Alborough has published several books with bears as the central character. His first book, Bare Bear, follows a polar bear home, where he strips down to his pink skin after removing sunglasses, boots, and finally his fur coat. The story is told in simple, two-line rhymes, and to convey the arctic setting the artist relies on cool blues, whites, and dark shadows that many reviewers found fitting. A Publishers Weekly critic praised the work for its "peculiar slapstick brand of humor that little kids adore." In Running Bear, a sequel to Bare Bear, Polar Bear decides to lose weight by jogging but slips into the ocean instead and comes home with a cold. Although Janet E. Fricker of School Library Journal found some of Alborough's exaggerated illustrations unpleasant and felt that children unfamiliar with Bare Bear would find this story confusing, she allowed that "Running Bear is colorfully illustrated and sometimes humorous."
Where's My Teddy? is another of the author's self-illustrated picture books to feature a bear. An "irresistible bedtime story," according to Publishers Weekly, Where's My Teddy? tells the story of Eddy, a little boy who ventures into some dark and scary woods to search for his lost teddy bear. While he finds a giant-sized teddy bear that a real bear has lost and mistakes it for his own grown large, a bear finds Eddy's teddy bear and thinks his own toy has shrunk. The two meet, realize their mistakes, exchange teddy bears, and the book ends with each tucked into his own bed with his own stuffed toy. Martha Topol of School Library Journal praised Alborough's rhyming text, adding that "[readers'] fear of the unknown and the ensuing visual absurdity will keep them riveted." A Kirkus Reviews critic focused on the effectiveness of Alborough's illustrations: "The striking, expressive watercolors are just right for this satisfying, nicely symmetrical tale."

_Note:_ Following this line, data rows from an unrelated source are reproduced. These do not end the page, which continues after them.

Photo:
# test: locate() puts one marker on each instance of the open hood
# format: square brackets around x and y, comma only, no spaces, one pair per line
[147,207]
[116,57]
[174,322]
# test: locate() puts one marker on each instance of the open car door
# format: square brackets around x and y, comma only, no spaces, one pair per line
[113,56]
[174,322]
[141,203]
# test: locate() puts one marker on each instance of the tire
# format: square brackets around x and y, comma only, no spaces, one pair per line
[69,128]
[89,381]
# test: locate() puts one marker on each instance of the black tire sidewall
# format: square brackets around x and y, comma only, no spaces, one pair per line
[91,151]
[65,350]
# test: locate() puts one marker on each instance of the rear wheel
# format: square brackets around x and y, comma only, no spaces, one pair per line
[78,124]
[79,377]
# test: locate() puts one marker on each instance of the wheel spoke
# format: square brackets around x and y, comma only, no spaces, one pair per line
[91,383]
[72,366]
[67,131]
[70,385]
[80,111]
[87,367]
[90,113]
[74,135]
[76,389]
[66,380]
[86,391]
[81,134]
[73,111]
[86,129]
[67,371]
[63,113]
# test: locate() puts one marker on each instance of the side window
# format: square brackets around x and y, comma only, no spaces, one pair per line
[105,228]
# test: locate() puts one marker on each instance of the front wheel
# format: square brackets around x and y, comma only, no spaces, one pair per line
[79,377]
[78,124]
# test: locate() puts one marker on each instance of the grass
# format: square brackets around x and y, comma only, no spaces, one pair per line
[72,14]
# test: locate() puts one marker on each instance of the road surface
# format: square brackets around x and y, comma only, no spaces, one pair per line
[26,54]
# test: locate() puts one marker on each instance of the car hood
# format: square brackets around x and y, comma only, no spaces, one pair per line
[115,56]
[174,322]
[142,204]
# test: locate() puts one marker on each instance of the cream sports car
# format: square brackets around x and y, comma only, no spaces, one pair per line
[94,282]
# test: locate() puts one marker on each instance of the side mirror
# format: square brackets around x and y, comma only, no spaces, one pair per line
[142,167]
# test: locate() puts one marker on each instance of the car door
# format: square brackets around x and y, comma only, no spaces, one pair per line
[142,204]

The Grass Is Greener, published in the United States as The Grass Is Always Greener, features sheep in a story based on the old adage, "The grass is always greener on the other side." Thomas, the lead sheep, decides that the grass on top of the hill in the next pasture must be fresher than that in his own field, and convinces all the other sheep to go there, except Lincoln Lamb, who cannot be bothered to stop playing. Once the sheep get to the hill, they decide that a beautiful green pasture in the distance must have even better grass, but when they get there, they see Lincoln and realize it is the pasture where they started. While noting that The Grass Is Always Greener is not a particularly original portrayal of the old saw, John Philbrook of School Library Journal praised Alborough's illustrations: "Color is nicely used . . . vivid greens and lighter pastels make the countryside come alive."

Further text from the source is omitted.